The UFO framework comes with built-in cluster capabilities based on ZeroMQ 3.2. Contrary to bulk cluster approaches (e.g. solving large linear systems), UFO tries to distribute streamed data on a set of multiple machines. On each remote slave, ufod must be started. By default, the server binds to port 5555 on any available network adapter. To change this, use the -l/--listen option:

$ ufod --listen tcp://ib0:5555

will let ufod use the first Infiniband-over-IP connection.

On the master host, you pass the remote slave addresses to the scheduler object.
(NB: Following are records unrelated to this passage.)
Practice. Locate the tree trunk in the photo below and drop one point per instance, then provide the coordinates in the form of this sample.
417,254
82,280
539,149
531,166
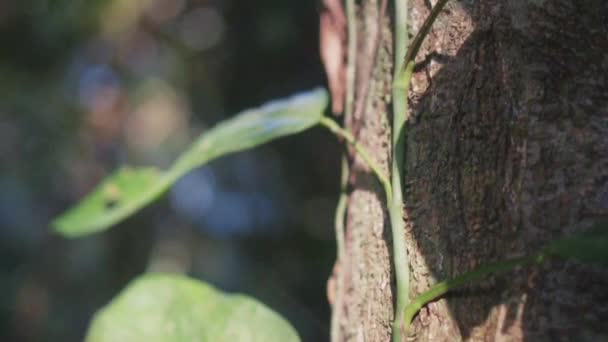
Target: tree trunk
507,148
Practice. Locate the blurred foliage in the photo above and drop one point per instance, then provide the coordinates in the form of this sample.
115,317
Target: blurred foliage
168,308
88,86
128,190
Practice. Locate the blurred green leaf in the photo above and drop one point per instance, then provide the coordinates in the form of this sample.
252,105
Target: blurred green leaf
591,246
164,308
130,189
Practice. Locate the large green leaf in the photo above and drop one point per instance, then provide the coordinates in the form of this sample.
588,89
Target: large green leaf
130,189
172,308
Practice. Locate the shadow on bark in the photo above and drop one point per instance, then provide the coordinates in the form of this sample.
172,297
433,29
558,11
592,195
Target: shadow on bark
508,149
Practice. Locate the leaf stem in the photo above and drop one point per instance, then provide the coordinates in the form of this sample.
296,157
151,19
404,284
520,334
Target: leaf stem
346,135
478,273
401,262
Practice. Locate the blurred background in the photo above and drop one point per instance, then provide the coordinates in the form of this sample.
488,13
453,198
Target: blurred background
86,86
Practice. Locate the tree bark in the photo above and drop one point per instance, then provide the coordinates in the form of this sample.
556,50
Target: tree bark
507,148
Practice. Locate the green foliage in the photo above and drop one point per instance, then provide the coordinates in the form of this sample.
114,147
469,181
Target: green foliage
168,308
130,189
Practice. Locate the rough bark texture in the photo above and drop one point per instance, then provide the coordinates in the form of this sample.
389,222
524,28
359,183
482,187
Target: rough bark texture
507,149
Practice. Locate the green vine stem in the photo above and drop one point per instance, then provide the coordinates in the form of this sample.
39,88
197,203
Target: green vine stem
478,273
346,135
395,206
339,226
344,169
404,67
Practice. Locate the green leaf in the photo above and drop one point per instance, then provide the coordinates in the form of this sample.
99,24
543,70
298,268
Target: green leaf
130,189
119,196
166,308
591,246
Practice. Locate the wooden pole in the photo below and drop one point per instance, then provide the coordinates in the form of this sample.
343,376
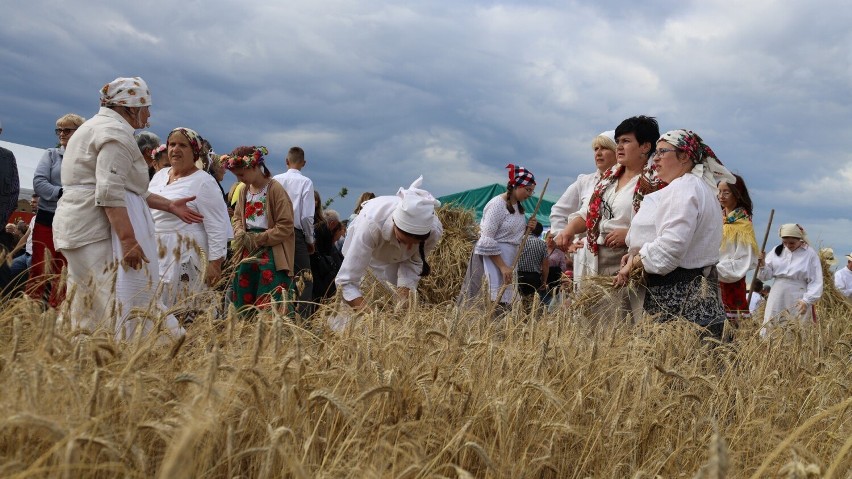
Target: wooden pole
524,239
762,250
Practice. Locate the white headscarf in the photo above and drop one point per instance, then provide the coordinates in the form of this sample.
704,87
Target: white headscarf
132,92
792,230
705,164
416,212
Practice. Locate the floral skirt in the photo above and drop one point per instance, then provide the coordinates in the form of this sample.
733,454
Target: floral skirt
734,299
685,293
257,284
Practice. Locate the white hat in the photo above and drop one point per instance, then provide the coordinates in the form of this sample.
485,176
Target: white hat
828,255
416,212
131,92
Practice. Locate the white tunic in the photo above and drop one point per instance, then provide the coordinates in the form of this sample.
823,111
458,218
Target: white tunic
300,188
575,197
843,281
499,226
798,276
801,265
370,242
176,237
687,226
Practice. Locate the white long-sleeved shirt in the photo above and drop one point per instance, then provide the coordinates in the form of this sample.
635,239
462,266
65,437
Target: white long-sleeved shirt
370,242
300,188
800,265
575,197
619,202
213,233
735,260
499,226
843,281
688,226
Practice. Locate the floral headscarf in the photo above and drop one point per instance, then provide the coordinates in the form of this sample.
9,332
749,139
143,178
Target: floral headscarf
705,164
793,230
132,92
520,176
158,150
249,161
195,140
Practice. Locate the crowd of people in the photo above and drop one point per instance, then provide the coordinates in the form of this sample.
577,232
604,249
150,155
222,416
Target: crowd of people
144,227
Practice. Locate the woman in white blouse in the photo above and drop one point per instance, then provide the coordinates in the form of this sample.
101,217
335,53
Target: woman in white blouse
739,247
576,196
607,215
795,268
392,235
191,254
500,232
676,234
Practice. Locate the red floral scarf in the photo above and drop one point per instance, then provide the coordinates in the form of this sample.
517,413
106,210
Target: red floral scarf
648,183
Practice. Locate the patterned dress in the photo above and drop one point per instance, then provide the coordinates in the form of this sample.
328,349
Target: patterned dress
257,283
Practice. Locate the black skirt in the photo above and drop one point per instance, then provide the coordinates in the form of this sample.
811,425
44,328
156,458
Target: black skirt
692,294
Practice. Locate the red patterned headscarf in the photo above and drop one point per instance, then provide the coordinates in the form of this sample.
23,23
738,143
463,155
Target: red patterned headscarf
194,139
520,176
705,164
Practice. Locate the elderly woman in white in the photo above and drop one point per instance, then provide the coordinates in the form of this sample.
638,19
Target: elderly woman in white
676,233
392,236
191,254
577,195
104,218
797,273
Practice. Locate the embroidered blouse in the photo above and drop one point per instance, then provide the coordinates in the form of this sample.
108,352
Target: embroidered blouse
499,226
739,247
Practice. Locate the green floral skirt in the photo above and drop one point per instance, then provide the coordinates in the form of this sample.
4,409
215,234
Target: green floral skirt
258,285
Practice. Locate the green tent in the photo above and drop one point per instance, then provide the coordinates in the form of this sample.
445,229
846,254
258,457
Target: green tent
476,200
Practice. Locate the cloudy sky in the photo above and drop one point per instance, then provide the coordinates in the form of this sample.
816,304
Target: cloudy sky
380,92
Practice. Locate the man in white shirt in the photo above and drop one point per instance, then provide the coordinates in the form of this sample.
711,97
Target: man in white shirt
843,278
300,188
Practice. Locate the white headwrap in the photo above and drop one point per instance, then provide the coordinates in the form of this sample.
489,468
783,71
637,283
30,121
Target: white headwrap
132,92
792,230
705,164
416,212
828,255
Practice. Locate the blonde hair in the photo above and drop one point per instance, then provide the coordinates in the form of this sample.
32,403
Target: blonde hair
72,118
603,141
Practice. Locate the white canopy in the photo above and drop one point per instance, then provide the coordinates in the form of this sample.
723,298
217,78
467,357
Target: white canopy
27,158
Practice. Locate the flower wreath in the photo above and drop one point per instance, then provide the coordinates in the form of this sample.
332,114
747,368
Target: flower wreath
648,183
247,161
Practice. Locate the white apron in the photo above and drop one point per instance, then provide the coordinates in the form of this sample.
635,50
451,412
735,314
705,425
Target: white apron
138,288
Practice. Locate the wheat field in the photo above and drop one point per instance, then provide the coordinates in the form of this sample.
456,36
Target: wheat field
431,391
428,392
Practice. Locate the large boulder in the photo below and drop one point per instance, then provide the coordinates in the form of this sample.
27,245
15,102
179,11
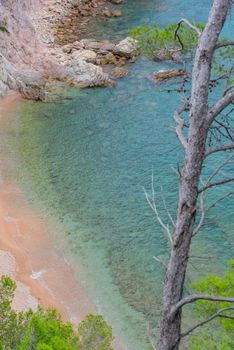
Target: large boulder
128,47
85,55
82,74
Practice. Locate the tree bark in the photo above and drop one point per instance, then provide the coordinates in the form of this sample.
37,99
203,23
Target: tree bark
170,325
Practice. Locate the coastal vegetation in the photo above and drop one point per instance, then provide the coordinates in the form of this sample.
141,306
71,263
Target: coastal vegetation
204,127
215,328
199,142
45,329
172,39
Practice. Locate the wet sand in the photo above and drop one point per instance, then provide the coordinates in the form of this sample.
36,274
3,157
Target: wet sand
27,253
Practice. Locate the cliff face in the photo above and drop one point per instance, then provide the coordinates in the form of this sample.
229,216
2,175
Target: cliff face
28,53
21,50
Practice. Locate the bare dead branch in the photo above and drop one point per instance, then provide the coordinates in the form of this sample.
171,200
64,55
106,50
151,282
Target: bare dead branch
220,105
220,149
224,44
159,260
218,183
212,317
217,170
180,126
152,203
165,207
194,297
203,215
229,194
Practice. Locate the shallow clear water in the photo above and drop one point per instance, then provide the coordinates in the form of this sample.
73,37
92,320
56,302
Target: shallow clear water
87,161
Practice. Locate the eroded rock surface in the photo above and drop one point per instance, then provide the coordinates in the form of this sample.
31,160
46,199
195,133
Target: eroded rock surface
30,52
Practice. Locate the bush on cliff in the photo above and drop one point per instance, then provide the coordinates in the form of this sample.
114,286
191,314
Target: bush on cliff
217,334
45,329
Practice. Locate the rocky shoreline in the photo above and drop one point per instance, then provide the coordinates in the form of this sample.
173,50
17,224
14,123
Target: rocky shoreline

In Python this would look like this:

sched = Ufo.Scheduler(remotes=['tcp://foo.bar.org:5555'])

Address are notated according to ZeroMQ.

Streaming vs. replication

Work can be executed in two ways: streaming, which means data is transferred from a master machine to all slaves and returned to the master after computation is finished and replicated in which each slaves works on its own subset of the initial input data. The former must be used if the length of the stream is unknown before execution, otherwise the stream could not be split up into equal partitions.

Initially, the scheduler is set to streaming mode. To switch to replication mode, you have to prepare the scheduler:

sched = Ufo.Scheduler(remotes=remotes)
sched.set_remote_mode(Ufo.RemoteMode.REPLICATE)
sched.run(graph)

Improving small kernel launches

UFO uses a single OpenCL context to manage multiple GPUs in a transparent way. For applications and plugins that require many small kernel launches, multi-GPU performance suffers on NVIDIA systems due to bad scaling of the kernel launch time. In order to improve performance on machines with multiple GPUs it is strongly advised to run multiple ufod services with differently chosen GPUs and ports.